Wenn vor Schulen und Kindergärten langsam wieder die „30er“-Beschränkungen und „Achtung Kinder“-Warntafeln montiert werden, wenn der Briefkasten überquillt, weil bereits das fünfzehnte Werbeprospekt von Schulstartaktionen eintrudelt und es morgens schon nach frühen Herbst duftet, dann wird einem langsam bewusst, dass der Schulstart nicht mehr lange auf sich warten lässt.
Am Montag war es dann auch schon wieder so weit – dieses Mal kam auch ich nicht an dem Trubel vorbei. Ich hatte dieses Jahr die Ehre, meinen jüngeren Bruder, stolze fünf Jahre alt, an seinem letzten ersten Kindergartentag zu begleiten.
Natürlich ist das kein Meilenstein wie etwa der allererste Schultag als Taferlklassler, trotzdem ein doch bedeutender Tag. Der Anbruch des letzten Kindergartenjahres bevor der Ernst des Lebens, wie man so schön sagt, beginnt. Das wird den Kleinen auch im Kindergarten langsam vermittelt. So wird im Kindergarten meines Bruders die Gruppe der Kinder, die im darauffolgenden Herbst die Schulbank drücken dürfen, „Schulknirpse“ genannt.

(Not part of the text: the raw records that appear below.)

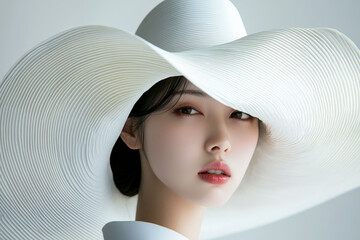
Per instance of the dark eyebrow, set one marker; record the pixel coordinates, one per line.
(192, 92)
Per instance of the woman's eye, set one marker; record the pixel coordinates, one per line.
(186, 110)
(240, 115)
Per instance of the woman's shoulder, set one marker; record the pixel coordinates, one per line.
(136, 230)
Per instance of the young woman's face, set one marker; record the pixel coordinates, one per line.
(198, 131)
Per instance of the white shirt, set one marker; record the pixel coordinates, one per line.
(137, 230)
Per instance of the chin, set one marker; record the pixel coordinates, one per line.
(215, 199)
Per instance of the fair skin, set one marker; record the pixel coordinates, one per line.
(179, 143)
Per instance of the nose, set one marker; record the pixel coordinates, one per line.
(218, 140)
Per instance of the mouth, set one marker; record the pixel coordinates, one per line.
(217, 172)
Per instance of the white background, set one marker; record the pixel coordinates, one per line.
(25, 23)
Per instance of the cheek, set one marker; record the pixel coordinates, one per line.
(243, 147)
(170, 148)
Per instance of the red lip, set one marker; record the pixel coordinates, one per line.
(217, 165)
(215, 178)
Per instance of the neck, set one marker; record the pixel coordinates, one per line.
(159, 205)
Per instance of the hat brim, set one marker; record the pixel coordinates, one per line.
(63, 106)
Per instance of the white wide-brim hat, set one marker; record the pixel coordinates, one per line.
(64, 103)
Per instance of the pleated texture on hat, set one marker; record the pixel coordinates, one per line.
(63, 105)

Man sollte meinen, dass sich Kinder darauf freuen würden
und stolz wären, schon bald zu den „Großen“ zu zählen.
Sollte man… Was aber, wenn nicht?
Wenn man nach dem zehnten Mal nachfragen „Freust du dich schon wieder auf den Kindergarten?“ und unzähligen Versuchen des guten Zuredens noch immer die selbe ernüchternde Antwort bekommt, die man als Elternteil, oder in meinem Fall als ältere Schwester, absolut nicht hören möchte – „NEIN!“ Ja, dann kann es schon passieren, dass man langsam nervös wird.
Da meine Mutter Montagmorgens sehr früh zur Arbeit fährt, fiel die ehrenvolle Aufgabe, den Schulknirps zu begleiten, mir zu. So bekam ich Sonntagabend schon eine lange Liste, was alles am ersten Tag zu beachten wäre, an was ich alles denken müsse und was ich auf keinen Fall vergessen dürfe. Kindergarten-Rucksack, Turnsäckchen, Regenbekleidung und noch vieles mehr standen in unserer Garderobe bereit. Nur mein kleiner Bruder war noch fest davon überzeugt „Ich gehe morgen nicht in den Kindergarten. Ich möchte kein Schulknirps sein!“
Schon bei der Fahrt war er ungewöhnlich ruhig und ließ sich in kein Gespräch verwickeln. Ich versicherte ihm, dass ich so lange bei ihm bleiben würde, wie er möchte und dass wir bestimmt Spaß haben würden – vergeblich, man konnte ihn zu keinem Lächeln ermuntern. Ich versuchte mir meine Sorgen nicht anmerken zu lassen und spazierte mit gespielter Gelassenheit vom völlig überfüllten Parkplatz in Richtung Kindergarten.
Als wir die Tür öffneten und
seine Betreuerin begrüßten,
war er plötzlich wie ausgewechselt.
Mit bester Laune platzierte er seine Säckchen ordentlich bei der Garderobe, plauderte noch ein bisschen mit mir und dann stürmte er auch schon zu den anderen Kindern. Völlig überrumpelt von seiner Stimmungsschwankung stand ich eine Weile verdutzt da und beobachtete die Bande, die bereits in ein Spiel vertieft war.
Als er mir liebevoll beibrachte, dass ich nach Hause fahren könne, weil er jetzt mit Spielen beschäftigt sei, kam es mir vor, als hätten wir die Rollen getauscht. Auf dem Weg zurück zum Auto – ich war noch immer etwas verdutzt – beantwortete ich erleichtert die zahlreichen Nachrichten meiner Eltern, die sich bereits an meinem Handy angesammelt hatten und versicherte ihnen, dass ihre Sorge nicht nötig war.
Wenn ich eines an diesem Tag gelernt habe, dann, dass unsere Kleinen manchmal schon viel größer sind, als wir denken. Kummer steht der Selbstständigkeit der Kinder hin und wieder nur im Weg und man steckt sie damit unbewusst an. Natürlich ist Fürsorge wichtig, aber manchmal sollte man sie einfach machen lassen. Und dann, wer weiß, überraschen sie uns vielleicht und befreien UNS von unserem Kummer, so wie es bei mir der Fall war.